Pandemi sürecinde mahpusların sağlık ve yaşam hakkını korumaya yönelik etkin tedbirler alınmamış, kapasitesi aşkın koğuşlarda mahpuslar risk altında tutulmuş, temizlik ve hijyen malzemeleri kantinlerde fahiş fiyatına satılmıştır.
Çok sayıda insan hakları örgütünün raporladığı üzere hapishanelerde bilgi edinme hakkı, yaşam hakkı, kişi özgürlüğü ve güvenliği hakkı, işkence yasağı, sağlığa erişim hakkı, düşünce ve ifade özgürlüğü, barışçıl toplanma özgürlüğü, eğitim hakkı, bilgiye erişim hakkı gibi pek çok temel hak ve özgürlükler ihlal edilmiştir.
Türkiye’de hapishanelerde uygulanan tecride, hak ihlallerine ve ceza infaz sisteminin intikam aracına dönüştürülmesine karşı mahpuslar süresiz- dönüşümlü açlık grevine başlamışlar ve bugün itibari ile 162. günündeler.
Bu bağlamda;
- İmralı Hapishanesi’de 21 yıldır sürdürülen hukuksuz ağır tecrit ve hak ihlallerine son verilecek midir?
- Hapishanelerdeki ağır hak ihlallerinin ve insan haklarını hiçe sayan ceza infaz sisteminin kaldırılmasına yönelik herhangi bir planınız var mıdır?
- Süresiz – dönüşümlü açlık grevi eylemini sürdüren mahpusların sağlık kontrolleri ve tıbbi bakımları yapılmakta mıdır?
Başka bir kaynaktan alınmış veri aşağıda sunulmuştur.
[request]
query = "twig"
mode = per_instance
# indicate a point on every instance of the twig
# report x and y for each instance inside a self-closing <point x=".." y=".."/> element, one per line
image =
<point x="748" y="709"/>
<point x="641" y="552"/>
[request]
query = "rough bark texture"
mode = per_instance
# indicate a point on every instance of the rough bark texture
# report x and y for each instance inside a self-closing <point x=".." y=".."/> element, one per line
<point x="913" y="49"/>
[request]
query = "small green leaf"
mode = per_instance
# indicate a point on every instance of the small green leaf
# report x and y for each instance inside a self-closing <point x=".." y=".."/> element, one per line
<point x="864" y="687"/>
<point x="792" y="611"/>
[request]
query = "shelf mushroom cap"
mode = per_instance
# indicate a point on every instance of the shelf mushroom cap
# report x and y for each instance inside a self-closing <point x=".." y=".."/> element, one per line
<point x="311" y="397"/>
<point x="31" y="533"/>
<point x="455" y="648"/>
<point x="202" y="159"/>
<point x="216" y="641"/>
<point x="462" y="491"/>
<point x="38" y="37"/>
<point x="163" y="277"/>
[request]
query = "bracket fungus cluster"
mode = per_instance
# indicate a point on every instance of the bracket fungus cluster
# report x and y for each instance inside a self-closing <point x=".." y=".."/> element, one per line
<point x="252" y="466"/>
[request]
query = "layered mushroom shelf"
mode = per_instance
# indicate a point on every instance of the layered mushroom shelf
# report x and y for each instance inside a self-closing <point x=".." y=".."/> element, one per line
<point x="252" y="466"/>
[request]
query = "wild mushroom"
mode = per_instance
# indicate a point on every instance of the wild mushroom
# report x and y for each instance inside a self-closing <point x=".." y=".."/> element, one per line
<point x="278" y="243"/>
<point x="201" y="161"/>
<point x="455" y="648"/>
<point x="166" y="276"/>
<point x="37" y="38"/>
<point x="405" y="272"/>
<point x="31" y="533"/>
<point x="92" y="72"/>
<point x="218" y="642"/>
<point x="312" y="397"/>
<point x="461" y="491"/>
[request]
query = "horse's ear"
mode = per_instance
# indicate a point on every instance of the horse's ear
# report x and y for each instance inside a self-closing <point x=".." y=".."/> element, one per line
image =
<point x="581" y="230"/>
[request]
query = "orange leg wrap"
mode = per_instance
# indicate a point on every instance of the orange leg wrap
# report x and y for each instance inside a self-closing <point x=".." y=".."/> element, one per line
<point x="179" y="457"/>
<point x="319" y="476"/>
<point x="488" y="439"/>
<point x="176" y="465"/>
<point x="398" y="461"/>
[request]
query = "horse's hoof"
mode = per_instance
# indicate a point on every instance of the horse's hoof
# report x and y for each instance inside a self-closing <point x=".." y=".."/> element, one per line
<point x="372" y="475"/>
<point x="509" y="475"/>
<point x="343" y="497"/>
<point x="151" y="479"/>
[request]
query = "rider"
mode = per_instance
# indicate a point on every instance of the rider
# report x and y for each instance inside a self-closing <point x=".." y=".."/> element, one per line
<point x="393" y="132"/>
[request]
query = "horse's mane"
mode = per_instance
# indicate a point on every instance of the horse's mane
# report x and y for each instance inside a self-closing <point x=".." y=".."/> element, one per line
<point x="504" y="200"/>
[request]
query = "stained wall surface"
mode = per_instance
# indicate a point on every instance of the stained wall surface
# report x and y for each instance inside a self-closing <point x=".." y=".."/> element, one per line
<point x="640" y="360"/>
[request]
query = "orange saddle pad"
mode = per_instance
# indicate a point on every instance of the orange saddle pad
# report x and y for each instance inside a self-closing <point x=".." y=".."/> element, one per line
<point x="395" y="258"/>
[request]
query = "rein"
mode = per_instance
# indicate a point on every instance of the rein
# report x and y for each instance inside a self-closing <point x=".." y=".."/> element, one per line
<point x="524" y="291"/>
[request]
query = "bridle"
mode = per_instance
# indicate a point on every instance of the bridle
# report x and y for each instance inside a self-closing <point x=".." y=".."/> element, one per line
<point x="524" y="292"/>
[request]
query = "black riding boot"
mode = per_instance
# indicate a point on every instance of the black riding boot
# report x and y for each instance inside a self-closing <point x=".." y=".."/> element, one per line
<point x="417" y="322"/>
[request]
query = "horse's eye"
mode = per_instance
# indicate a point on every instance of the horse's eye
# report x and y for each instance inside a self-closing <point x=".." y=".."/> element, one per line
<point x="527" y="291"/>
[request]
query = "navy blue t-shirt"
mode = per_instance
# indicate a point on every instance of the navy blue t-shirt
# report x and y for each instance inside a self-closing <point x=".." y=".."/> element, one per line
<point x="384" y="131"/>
Bakanlık olarak mahpuslarla görüşmeler yapmayı planlıyor musunuz?
- Ağır hasta mahpuslar pandemiye ve hastalıkların ileri aşamalarına gelmelerine rağmen niçin tahliye edilmemektedir? Pandemi sürecinde kaç hasta mahpus yaşamını yitirmiştir?
- Bakanlık olarak hapishanelerde mahpusların yaşama koşullarını iyileştiren düzenlemeler yapmayı ve mahpusların haklarını korumaya dönük politikalar üretmeyi planlıyor musunuz?